Cambridge market sizzles as biotech ditches the burbs

George Scangos, CEO of Biogen Idec

The foibles of the country's real estate market are largely absent in biotech's boomtown. Like pioneers rushing for gold, biotech and pharma outfits have swept into Cambridge, MA, and dismissed the hefty property costs in search of talent and technology that could lead to lucrative new drugs.

In a New York Times article, Biogen Idec ($BIIB) CEO George Scangos serves as a leading mover in the industry's rush to Cambridge. After Scangos took the top job at Biogen in 2010, he quickly jettisoned his predecessor's plan of keeping business folks and executives a half-hour outside Boston in Weston, MA, while R&D stayed in Cambridge. And now Biogen is planning to ditch its HQ in sleepy Weston for a new $500 million facility under construction in the biotech hotbed of Cambridge.

Of course, Scangos has plenty of company. As the Times reports, the biotech industry's growth is the leading factor in the whopping 3.4 million square feet of space at various stages of construction or planning in the city that sits across the Charles River from Boston.

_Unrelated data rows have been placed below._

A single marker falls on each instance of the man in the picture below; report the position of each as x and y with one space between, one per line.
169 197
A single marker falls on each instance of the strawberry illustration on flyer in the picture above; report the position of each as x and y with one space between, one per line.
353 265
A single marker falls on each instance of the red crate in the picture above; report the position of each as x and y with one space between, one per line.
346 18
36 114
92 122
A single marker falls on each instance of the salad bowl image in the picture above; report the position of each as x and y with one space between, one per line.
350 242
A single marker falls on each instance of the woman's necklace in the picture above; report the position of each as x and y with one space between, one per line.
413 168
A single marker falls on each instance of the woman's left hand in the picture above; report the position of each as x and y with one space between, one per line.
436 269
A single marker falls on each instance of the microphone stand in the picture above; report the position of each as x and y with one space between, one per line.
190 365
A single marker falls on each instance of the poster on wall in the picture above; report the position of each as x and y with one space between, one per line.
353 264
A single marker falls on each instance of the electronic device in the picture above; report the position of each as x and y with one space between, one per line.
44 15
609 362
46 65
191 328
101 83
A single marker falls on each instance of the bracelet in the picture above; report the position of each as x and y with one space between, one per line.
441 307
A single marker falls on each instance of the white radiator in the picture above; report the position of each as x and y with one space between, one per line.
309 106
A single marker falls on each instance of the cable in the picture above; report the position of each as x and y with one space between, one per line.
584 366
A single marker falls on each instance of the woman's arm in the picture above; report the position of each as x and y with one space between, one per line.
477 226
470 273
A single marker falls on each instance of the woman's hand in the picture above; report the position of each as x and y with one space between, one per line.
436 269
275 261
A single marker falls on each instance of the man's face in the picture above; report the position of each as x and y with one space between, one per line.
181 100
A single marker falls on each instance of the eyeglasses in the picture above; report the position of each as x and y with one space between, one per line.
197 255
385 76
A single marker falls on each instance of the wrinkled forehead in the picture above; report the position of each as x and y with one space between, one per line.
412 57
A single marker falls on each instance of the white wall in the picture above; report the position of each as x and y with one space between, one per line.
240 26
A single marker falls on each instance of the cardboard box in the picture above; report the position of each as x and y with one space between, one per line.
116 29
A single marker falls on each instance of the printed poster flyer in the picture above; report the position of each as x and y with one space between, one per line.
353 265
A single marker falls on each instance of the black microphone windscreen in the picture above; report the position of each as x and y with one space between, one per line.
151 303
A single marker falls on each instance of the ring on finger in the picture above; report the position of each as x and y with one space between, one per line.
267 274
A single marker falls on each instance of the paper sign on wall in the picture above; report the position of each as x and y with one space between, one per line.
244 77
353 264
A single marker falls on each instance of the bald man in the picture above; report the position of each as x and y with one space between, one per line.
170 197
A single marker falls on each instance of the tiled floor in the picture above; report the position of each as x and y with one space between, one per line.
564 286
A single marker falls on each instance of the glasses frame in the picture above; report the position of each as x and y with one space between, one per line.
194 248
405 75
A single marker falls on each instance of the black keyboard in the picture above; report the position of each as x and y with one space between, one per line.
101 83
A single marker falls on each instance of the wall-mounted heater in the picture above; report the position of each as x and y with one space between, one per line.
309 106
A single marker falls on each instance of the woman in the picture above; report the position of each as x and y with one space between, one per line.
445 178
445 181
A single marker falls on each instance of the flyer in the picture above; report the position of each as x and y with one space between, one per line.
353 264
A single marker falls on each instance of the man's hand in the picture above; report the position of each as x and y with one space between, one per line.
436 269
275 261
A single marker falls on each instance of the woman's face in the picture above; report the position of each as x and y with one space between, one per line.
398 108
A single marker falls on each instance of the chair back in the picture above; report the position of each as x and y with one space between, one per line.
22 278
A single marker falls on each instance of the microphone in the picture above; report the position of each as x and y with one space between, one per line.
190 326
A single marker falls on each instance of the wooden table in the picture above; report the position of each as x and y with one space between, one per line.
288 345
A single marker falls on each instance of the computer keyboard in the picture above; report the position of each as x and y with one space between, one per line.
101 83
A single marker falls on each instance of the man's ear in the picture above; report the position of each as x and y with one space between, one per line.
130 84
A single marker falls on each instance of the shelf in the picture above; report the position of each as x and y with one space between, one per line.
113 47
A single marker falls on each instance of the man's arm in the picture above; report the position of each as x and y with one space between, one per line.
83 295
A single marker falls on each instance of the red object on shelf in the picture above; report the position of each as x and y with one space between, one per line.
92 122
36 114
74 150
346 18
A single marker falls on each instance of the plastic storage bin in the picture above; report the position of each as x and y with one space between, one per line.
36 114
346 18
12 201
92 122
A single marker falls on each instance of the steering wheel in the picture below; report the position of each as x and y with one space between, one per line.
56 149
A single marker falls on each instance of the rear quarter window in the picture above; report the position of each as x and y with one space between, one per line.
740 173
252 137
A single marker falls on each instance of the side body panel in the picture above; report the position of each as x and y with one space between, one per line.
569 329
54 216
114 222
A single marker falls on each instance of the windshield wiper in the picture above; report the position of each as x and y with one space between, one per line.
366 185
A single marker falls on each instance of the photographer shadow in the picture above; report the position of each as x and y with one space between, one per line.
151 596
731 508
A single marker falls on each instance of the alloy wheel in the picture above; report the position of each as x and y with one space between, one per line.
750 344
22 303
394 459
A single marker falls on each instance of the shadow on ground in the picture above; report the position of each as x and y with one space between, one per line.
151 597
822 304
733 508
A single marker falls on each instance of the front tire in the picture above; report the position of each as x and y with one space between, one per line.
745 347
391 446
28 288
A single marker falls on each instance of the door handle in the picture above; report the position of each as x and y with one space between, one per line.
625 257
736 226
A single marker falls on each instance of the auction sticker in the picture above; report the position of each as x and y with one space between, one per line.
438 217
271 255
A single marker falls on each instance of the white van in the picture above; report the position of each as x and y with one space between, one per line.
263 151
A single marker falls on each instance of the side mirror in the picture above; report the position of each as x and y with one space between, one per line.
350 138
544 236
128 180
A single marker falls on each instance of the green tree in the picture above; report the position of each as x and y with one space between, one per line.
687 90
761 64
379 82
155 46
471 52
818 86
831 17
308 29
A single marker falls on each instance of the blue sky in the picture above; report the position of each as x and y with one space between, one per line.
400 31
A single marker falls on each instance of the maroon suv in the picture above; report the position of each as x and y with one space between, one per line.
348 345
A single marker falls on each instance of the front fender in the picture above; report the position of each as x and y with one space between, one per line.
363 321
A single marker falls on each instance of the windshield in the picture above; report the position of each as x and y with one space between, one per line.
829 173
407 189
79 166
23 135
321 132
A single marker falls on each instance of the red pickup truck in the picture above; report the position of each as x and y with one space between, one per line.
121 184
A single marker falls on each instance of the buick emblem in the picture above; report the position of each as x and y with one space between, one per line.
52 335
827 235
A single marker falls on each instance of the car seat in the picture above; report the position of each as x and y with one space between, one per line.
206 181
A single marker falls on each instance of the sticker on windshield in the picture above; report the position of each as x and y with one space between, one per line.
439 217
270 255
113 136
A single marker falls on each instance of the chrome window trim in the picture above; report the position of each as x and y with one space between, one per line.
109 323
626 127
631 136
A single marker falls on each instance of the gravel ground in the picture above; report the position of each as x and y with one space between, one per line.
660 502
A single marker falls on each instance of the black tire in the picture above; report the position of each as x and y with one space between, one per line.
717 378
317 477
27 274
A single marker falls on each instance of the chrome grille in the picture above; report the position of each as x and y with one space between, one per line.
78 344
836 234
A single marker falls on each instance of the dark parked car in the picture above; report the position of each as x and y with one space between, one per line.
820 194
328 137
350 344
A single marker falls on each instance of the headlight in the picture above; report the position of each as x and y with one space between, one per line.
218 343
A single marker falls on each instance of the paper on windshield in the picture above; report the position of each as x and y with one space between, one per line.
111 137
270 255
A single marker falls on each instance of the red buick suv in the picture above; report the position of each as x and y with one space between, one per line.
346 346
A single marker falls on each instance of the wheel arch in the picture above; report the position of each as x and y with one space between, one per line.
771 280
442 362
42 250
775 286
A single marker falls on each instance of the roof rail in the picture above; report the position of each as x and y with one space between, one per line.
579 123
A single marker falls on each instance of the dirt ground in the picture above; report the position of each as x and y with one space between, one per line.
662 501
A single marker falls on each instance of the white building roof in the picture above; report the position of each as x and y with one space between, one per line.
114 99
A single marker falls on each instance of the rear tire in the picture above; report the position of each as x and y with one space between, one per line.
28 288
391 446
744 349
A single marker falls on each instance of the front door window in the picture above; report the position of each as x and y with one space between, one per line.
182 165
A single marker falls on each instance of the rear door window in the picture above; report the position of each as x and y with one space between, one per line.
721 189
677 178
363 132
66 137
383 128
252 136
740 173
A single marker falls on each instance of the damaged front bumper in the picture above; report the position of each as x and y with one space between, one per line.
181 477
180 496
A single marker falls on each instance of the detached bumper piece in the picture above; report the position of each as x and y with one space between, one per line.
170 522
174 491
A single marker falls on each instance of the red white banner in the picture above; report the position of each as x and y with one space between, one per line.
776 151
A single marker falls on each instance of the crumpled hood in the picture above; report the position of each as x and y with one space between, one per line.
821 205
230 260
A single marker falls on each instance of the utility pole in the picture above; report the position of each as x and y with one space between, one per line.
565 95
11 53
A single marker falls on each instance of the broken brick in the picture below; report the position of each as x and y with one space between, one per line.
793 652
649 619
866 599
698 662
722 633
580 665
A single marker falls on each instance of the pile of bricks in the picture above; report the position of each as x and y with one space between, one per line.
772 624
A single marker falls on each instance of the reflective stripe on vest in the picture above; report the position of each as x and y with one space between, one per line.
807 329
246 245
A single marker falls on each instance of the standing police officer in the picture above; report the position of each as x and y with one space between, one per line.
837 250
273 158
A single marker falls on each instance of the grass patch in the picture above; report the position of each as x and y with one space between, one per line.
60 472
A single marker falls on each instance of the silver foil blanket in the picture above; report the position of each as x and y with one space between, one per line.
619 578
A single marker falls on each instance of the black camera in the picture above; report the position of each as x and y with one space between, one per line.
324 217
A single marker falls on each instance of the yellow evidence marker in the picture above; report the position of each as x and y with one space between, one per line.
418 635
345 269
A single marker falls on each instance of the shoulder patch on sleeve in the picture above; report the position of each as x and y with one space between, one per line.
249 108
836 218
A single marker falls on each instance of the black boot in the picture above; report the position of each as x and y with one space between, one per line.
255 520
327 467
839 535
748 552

Pfizer ($PFE) has been moving research and hundreds of employees to Cambridge as it exits facilities in Groton, CT, Sandwich, U.K., and elsewhere. Novartis ($NVS), which houses its global R&D operation in Cambridge, is erecting two major buildings there at a cost of $600 million. The list goes on.

In general the burbs outside Boston offer cheaper digs than the city. Yet biopharma isn't the insurance industry. It needs copious inventions to thrive. And the cost of real estate in Cambridge--which offers a smorgasbord of biotech talent and innovations--has become another cost of doing business for a bevy of biotech and pharma outfits.

"It's an amazing place to be," Scangos told the Times. "The intellectual firepower that is in Cambridge, between Harvard and MIT and the number of companies, is quite remarkable."